# Cables for the BFD & 502



## perritterd (Mar 11, 2010)

Hello. I've read the many posts here and elsewhere and am trying to get a grasp on the many different cables and adapters that I need to make my Xenyx 502 work w/ the BFD 1100P, Turtle Beach Montego DDL sound card and my AVR and SW (I am only trying to balance the SW). To start, I've got the Xenyx 502 and the BFD 1100P-I have read thru the guides and need some direction, please! 
1. my 502 does not have a phantom power supply for the mic...I purchased a Behringer PS400 phantom power supply. I will connect this up to the ECM8000 mic via the XLR cables (1 from mic to power supply and 1 from "mic thru" on PS400 to mic connection on 502) which I am about to purchase. 
2. Once I connect the mic to the 502, I believe my "Main Out" is unbalanced connections. I need a 1/4" unbalanced or balanced adapter to female RCA plug, correct (do I need to use both "L & R Out" from the Main Out of my 502 to my BFD?)? The adapters that came with the 502 are 1/4" male to 3.5mm female plug (I have 1 of both bal/unbal. adapters). Do I need to purchase different adapters for this connection that will go to my BFD 1100P? 
3. I then run my 1/4" male adapter/cable to my "input1" on the BFD...I then take the "output1" and run it to *"WHERE"*, my SW or what input on my AVR? 

I'm sorry if this seems simplistic to some, but I am having a great deal of trouble trying to figure out the correct procedures to follow here, even after reading the guide. I know there is a lot to follow after this, but I need to make sure I get this part correct, first!

I would appreciate any help with this part of the setup to start.
Thank you.

Bob.


----------



## Wayne A. Pflughaupt (Apr 13, 2006)

Maybe this will help:














> my 502 does not have a phantom power supply for the mic...

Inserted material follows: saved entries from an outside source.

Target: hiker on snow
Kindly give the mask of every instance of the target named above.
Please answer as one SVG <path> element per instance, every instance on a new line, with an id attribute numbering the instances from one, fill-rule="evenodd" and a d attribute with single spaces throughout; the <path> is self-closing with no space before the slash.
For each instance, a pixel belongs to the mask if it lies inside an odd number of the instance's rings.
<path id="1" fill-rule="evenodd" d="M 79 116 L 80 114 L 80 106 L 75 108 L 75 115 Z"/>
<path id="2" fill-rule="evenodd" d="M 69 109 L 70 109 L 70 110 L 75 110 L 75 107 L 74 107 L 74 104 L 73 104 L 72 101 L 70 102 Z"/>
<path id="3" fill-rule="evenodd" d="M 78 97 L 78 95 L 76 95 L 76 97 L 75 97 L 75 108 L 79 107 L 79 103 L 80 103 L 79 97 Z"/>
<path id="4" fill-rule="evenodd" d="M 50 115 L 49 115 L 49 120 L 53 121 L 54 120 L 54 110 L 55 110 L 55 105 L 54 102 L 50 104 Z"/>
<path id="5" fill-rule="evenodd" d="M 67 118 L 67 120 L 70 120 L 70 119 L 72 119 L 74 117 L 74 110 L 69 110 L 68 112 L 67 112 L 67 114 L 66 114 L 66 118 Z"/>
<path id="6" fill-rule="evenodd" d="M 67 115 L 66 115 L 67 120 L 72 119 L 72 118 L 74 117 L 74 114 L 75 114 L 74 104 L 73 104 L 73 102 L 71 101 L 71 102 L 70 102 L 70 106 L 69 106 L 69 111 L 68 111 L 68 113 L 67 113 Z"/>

Are you sure? Unless you have a really old 502, it should have phantom power.

Regards,
Wayne


----------



## perritterd (Mar 11, 2010)

Thanks for the reply Wayne. I guess my answer is, I don't know! The date code is 0810-there is nothing that shows on the face that there is "phantom power" as I have seen in other advertisements. There is 1 LED light that illuminates when I plug in the power, that's all.
Wayne, I guess one of my first issues is the 502 itself. Do you have any links to how to properly set it up with the BFD 1100P? I am not sure about whether to use the Main outs or just use the CD/Tape input/output? 

Bob.


----------



## Wayne A. Pflughaupt (Apr 13, 2006)

Most mixers of this type have a switch for the phantom power, but the 502 doesn’t.

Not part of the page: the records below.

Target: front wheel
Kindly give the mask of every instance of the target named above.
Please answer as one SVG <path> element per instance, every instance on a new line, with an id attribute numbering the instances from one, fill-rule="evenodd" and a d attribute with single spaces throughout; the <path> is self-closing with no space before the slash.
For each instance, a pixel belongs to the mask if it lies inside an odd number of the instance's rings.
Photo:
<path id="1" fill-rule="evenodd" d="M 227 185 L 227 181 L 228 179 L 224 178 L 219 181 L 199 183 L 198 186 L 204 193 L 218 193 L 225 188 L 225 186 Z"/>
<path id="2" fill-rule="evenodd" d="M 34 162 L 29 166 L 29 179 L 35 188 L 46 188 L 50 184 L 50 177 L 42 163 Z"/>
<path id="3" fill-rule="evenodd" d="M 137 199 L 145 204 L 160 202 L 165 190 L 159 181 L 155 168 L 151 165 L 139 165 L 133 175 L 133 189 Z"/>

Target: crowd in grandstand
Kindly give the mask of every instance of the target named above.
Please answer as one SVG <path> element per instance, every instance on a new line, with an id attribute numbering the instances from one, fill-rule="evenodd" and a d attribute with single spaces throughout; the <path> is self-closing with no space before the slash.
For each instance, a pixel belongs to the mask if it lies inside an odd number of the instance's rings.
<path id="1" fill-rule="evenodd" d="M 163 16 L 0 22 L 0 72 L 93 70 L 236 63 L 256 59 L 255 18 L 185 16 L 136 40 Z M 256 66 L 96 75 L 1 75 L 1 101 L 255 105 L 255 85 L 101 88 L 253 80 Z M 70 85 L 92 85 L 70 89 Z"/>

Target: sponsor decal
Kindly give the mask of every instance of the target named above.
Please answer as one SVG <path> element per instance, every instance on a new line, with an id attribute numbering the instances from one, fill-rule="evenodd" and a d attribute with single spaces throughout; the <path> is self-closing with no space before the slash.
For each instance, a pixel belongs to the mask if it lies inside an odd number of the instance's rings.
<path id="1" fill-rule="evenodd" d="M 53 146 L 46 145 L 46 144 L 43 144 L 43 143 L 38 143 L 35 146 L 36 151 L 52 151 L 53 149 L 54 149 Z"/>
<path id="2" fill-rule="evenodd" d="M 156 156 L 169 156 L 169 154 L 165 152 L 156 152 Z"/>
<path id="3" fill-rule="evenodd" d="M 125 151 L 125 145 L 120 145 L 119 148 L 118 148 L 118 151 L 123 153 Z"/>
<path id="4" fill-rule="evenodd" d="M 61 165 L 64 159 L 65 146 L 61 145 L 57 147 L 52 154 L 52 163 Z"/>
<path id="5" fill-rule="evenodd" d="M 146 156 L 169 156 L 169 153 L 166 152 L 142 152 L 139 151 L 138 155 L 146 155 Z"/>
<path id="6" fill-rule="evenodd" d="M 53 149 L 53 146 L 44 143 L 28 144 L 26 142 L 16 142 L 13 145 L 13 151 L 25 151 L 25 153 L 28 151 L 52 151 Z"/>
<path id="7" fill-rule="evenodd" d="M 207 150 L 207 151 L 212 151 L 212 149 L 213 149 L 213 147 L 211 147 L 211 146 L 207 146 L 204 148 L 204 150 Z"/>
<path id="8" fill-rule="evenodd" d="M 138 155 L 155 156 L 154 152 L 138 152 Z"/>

Connect the mic to the 502 and set the Trim, Level and Main Mix knobs at 12:00. Tap on the top of the mic and you should see the 502’s LED meters light up. If they do, you’re in business. If not, turn the three knobs clockwise, starting with the Trim knob, and see if that gets the LEDs active. Basically, if you can get the LED level indicators to light, that means the mic is working, which means you have phantom power. (Without phantom power, you’ll get nothing.)




> Do you have any links to how to properly set it up with the BFD 1100P? I am not sure about whether to use the Main outs or just use the CD/Tape input/output?


Why would you want to connect the equalizer to the 502? :scratch: It should be connected between your AVR and subwoofer, like the picture above shows.

Regards,
Wayne


----------